Amazingly, Levallois artifacts have been found at possibly pre-Clovis sites in North America -- this is most interesting as Native Americans have close genetic affinities to Mal'ta-Buret and are believed to have descended, in part, from a Mal'ta-like population.

http://www.academia.edu/3412562/Capps_A_Levallois-like_Prepared_Core_Technology_in_the_Southeastern_United_States










Title: Re: Neanderthal points
Post by: John32r on December 06, 2015, 05:22:09 am
Tracker, I looked it up and watched it....very interesting documentary. It again shows the totally wrong "guess" that all the past predictions have been. Makes me sick that history is taught as fact when it is only a big guess. Just like Otzi and his copper axe. The "copper age" predictions were found to be totally wrong. Otzi not only had a copper axe but a smelted copper axe that was finely made. Decoding Neanderthals showed that a lot of the DNA is concentrated around Italy, which incidentally is where Otzi was found..Small world isn't it.
Thanks for the heads up on the show..

The DNA information was based on an earlier model of Neanderthal admixture, and on an incomplete genome. With the full sequencing of a Neanderthal genome shortly after the program was produced, and after broader and more extensive studies, it has now been found that East Asians have the highest Neanderthal DNA of all modern humans.

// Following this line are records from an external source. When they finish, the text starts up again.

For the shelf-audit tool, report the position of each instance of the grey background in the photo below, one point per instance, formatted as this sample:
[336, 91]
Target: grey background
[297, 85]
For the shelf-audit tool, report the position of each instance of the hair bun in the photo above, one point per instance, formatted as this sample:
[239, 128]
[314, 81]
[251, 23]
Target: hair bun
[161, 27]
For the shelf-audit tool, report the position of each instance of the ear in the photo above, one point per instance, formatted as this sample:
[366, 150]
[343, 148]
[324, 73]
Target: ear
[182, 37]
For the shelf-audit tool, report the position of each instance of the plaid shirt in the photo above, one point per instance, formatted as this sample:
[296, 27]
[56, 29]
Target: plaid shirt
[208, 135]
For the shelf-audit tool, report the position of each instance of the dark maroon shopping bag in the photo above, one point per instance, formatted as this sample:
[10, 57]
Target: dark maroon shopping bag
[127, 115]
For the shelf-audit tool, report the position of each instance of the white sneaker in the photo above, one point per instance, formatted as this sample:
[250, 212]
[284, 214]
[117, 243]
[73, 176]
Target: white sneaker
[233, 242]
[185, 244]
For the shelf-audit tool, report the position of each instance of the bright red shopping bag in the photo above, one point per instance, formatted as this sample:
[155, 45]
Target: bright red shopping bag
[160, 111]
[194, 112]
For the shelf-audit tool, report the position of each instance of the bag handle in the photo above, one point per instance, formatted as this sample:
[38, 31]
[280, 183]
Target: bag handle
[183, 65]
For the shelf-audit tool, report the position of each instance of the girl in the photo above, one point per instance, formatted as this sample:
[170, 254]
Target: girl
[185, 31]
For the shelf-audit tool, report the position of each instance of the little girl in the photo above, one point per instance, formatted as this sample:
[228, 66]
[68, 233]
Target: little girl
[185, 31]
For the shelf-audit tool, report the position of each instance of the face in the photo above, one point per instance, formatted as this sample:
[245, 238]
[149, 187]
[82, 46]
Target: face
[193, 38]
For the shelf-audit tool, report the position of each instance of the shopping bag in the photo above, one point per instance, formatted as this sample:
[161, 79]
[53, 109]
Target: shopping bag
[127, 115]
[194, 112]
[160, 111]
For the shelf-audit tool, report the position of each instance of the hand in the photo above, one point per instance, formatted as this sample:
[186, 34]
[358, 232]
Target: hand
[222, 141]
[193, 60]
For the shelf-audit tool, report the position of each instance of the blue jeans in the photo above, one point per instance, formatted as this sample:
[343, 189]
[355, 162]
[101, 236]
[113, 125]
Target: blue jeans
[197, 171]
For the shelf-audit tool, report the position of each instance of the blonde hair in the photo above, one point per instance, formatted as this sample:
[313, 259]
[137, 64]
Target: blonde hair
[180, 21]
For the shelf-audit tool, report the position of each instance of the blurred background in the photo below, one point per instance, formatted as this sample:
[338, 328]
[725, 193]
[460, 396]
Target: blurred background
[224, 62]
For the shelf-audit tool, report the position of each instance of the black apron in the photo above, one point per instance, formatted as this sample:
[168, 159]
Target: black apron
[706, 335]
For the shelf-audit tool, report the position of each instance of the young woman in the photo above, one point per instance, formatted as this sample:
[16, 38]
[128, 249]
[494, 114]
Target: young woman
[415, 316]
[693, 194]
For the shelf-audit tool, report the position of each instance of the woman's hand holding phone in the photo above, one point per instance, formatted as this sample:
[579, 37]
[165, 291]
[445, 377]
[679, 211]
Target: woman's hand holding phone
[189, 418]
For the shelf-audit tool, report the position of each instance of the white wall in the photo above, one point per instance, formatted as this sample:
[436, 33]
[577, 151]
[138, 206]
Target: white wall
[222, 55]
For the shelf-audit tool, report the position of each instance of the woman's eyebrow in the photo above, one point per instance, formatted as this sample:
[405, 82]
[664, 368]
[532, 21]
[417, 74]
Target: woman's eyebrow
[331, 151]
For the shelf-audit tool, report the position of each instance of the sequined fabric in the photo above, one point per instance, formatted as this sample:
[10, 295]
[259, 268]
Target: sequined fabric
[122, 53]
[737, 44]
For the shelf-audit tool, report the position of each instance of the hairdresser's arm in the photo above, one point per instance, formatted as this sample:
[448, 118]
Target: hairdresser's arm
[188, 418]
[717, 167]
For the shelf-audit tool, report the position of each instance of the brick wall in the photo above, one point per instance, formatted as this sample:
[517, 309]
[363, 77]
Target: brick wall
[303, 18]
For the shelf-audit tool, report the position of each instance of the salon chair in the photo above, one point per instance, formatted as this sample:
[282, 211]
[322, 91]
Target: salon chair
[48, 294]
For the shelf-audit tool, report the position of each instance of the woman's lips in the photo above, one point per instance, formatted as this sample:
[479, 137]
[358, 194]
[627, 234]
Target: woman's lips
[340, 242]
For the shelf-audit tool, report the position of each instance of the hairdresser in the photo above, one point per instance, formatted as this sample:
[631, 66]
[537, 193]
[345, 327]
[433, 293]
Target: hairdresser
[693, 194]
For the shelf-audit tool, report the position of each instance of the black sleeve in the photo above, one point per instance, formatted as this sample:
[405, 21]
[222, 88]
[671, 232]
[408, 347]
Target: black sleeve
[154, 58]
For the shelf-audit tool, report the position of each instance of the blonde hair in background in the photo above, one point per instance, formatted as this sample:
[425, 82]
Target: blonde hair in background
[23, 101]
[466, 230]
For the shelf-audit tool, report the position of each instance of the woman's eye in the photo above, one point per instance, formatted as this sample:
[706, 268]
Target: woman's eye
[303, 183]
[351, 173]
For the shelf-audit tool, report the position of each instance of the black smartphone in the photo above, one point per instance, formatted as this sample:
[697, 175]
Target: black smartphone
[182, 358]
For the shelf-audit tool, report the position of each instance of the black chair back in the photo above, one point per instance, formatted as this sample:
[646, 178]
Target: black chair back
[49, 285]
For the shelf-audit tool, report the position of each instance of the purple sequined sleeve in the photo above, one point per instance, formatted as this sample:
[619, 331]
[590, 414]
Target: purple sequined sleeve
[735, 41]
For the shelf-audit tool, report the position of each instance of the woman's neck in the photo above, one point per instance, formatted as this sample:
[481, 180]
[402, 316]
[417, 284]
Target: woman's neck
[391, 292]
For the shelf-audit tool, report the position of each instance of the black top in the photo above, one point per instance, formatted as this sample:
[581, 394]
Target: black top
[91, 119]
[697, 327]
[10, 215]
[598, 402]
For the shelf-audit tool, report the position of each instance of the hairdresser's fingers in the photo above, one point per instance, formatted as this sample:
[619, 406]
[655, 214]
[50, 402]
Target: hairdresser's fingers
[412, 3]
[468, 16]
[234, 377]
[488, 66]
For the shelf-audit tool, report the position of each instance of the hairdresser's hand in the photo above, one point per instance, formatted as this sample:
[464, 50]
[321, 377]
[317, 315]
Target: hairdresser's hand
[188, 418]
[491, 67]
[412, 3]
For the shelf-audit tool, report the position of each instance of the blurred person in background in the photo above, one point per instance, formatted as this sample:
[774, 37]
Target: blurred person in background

http://www.genetics.org/content/early/2013/02/04/genetics.112.148213

http://biorxiv.org/content/early/2015/10/30/030148



Interestingly all of the Neanderthal DNA in modern humans is Y-DNA. Yet no modern human DNA has ever been found in a Neanderthal Y chromosome, nor in a mitochondrial profile. Which means that Neanderthals were very good fornicators with modern human women, but no modern males ever reproduced with Neanderthal females. Furthermore, Neanderthal DNA seems to be concentrated in certain areas of our genome. The Oase 1 specimen, an early modern human from Europe, was 50% Neanderthal on one of his chromosomes. Different individuals and human populations have different kinds of Neanderthal DNA regardless of percentage.